These and additional objects and advantages of the present
invention will be more readily understood after a consideration of
the drawings and the detailed description of the preferred
embodiment.
BRIEF DESCRIPTION OF THE DRAWINGS
FIG. 1 is a somewhat schematic front elevation of an optically
linked printhead constructed according to the invention.
FIG. 2 is a top plan view of the printhead of FIG. 1.
FIG. 3 is a front elevation of a second embodiment of the
printhead.
FIG. 4 is a third embodiment of the printhead of the invention.
FIGS. 5 and 6 are schematic diagrams of the optical data link that
forms a part of the invention.
DETAILED DESCRIPTION OF THE PREFERRED EMBODIMENTS AND BEST MODE OF
CARRYING OUT THE INVENTION
Referring now to FIGS. 1 and 2, a printer is represented
schematically at 10. Printer 10 includes a printer chassis 12,
which is contained within a printer housing (not shown). Mounted on
chassis 12 is a carriage support 14, which, in the preferred
embodiment, includes dual, parallel rails 16, 18. A carriage 20 is
supported on rails 16, 18 for reciprocating, bidirectional movement
along a carriage path defined by rails 16, 18, the path being
confined to the printer chassis. Carriage 20 includes rail-engaging
guides 22, 24, which position carriage 20 on carriage support 14
and which provide stability and guidance for carriage 20. Guides
22, 24 provide additional functions, which will be described later
herein.
A printhead 26 is mounted on carriage 20 and is operable to print
an image on, for instance, a sheet of paper 28, which may be
supported by a print roller 30, or by other well-known
paper-handling instrumentalities. Printhead 26 may be of the
ink-jet type, such as that which is marketed by Hewlett-Packard Co.

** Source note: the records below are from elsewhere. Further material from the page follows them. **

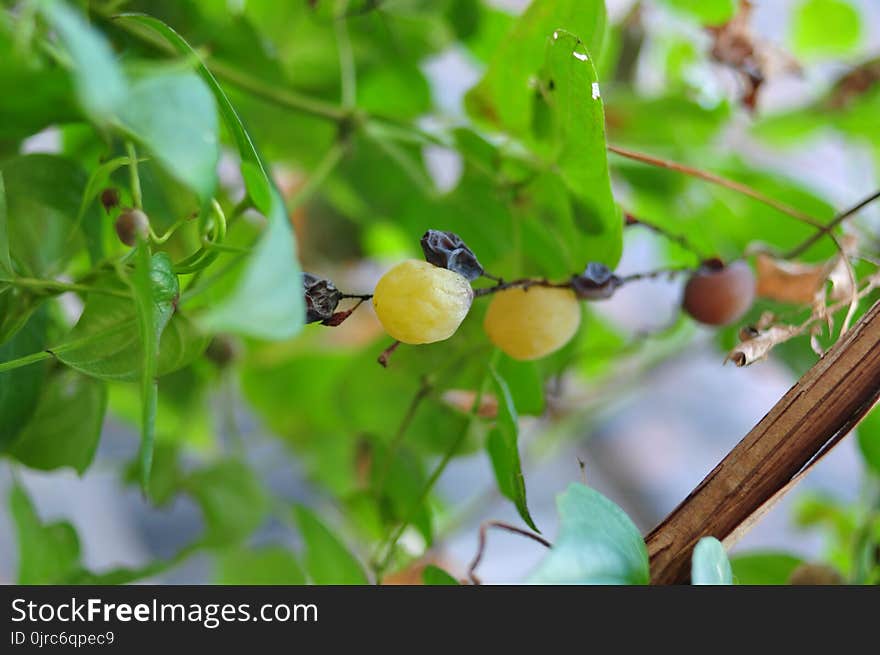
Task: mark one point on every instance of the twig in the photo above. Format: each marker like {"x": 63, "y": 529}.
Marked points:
{"x": 679, "y": 239}
{"x": 386, "y": 354}
{"x": 825, "y": 229}
{"x": 481, "y": 543}
{"x": 717, "y": 179}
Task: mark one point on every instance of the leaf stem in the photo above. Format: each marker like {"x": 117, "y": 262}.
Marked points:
{"x": 717, "y": 179}
{"x": 481, "y": 543}
{"x": 134, "y": 177}
{"x": 441, "y": 466}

Printhead 26 may be of the monochrome or color print type, which,
again, are believed to be well-known to those of ordinary skill in
the art. For purposes of this application, it should be noted that
a monochrome printhead typically may produce 300 dots-per-inch
(dpi) resolution and contain 100 ink-jet nozzles. A color printhead
typically may produce 300 dpi resolution and contains approximately
300 ink-jet nozzles therein. The resolution is generally adjustable
through software drivers for a particular printer.
Carriage 20 is reciprocated by means of a carriage transport, shown
generally at 32, and typically includes a transport roller 34, 36
on either side of chassis 12, a transport cable 38 which is trained
over the rollers and is attached to carriage 20 and a
chassis-mounted carriage drive motor 40 which operates under the
control of a printer control/power supply 42.

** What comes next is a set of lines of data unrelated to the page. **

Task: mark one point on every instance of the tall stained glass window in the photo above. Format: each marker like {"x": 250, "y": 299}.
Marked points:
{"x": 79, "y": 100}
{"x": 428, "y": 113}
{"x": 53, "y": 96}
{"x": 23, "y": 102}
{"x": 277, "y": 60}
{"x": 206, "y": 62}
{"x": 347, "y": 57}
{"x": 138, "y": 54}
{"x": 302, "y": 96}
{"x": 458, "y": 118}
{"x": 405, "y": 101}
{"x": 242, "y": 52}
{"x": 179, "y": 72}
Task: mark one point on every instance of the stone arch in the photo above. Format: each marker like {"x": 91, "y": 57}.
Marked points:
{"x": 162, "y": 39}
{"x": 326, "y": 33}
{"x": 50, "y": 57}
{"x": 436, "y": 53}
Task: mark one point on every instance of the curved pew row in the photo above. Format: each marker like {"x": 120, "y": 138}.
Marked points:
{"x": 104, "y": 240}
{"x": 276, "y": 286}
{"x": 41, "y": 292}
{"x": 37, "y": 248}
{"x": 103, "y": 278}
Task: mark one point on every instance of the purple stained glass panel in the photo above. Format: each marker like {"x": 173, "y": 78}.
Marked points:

As previously noted, in conventional printers, the printhead is
connected to the printer control/power supply by means of a
flexible ribbon cable which is subject to a relatively large amount
of flexing stress. Such ribbon cables result also in increased
size, both in ,terms of the footprint, and the height, of the
printer chassis. Such cables also generate RFI, ESD and EMI. The
printer of the invention eliminates or reduces such undesirable
characteristics by providing an optical data link, depicted
generally at 44, between printer chassis 12 and printhead 26.

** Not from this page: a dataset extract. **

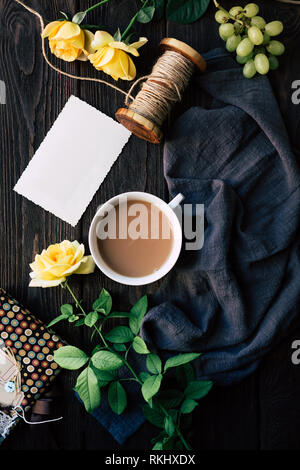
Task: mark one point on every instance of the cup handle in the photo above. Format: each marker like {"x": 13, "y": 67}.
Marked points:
{"x": 176, "y": 201}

Optical data link 44 includes an optical data transmitter 46, which
is fixed relative to chassis 12, and an optical data receiver 48,
which is located on carriage 20 and is movable therewith. Receiver
circuitry, depicted by block 50, is provided so that the optical
data printhead controlling signal which is received by receiver 48
may be converted into proper form and protocol for use by printhead
26. It should be appreciated that the printhead control signal
represents a stream of sequential print data which is transmitted
from controller 42 to printhead 26, and may also include data, such
as printhead status, which is transmitted from printhead 26 to
controller 42.
As previously noted, printhead 26 may be of the conventional
ink-jet variety, or may be of the smart drive head (SDH) type that
incorporates a portion of the printer driver into the printhead,
and includes integral CMOS structures. The structure described
herein greatly facilitates removal and replacement of the printhead
with minimal service. This is because the entire carriage,
printhead, optical data receiver and associated circuitry may be
replaced as a single unit and connected to the carriage transport,
without the need for disconnecting and reconnecting cables
providing, for example, power and data.
Printer control 42 and receiver circuitry 50 may include buffering
registers and/or compression/decompression circuitry/firmware. It
should be understood that according to the invention, a continuous
flow of data, in the form of one or more printhead controlling
signals is passed from transmitter 46 to receiver 48 while carriage
20 traverses its carriage path on carriage support 14. The
configuration depicted in FIGS. 1 and 2 defines what is referred to
herein as a free-air optical data path which extends between
optical data transmitter 46 and optical data receiver 48.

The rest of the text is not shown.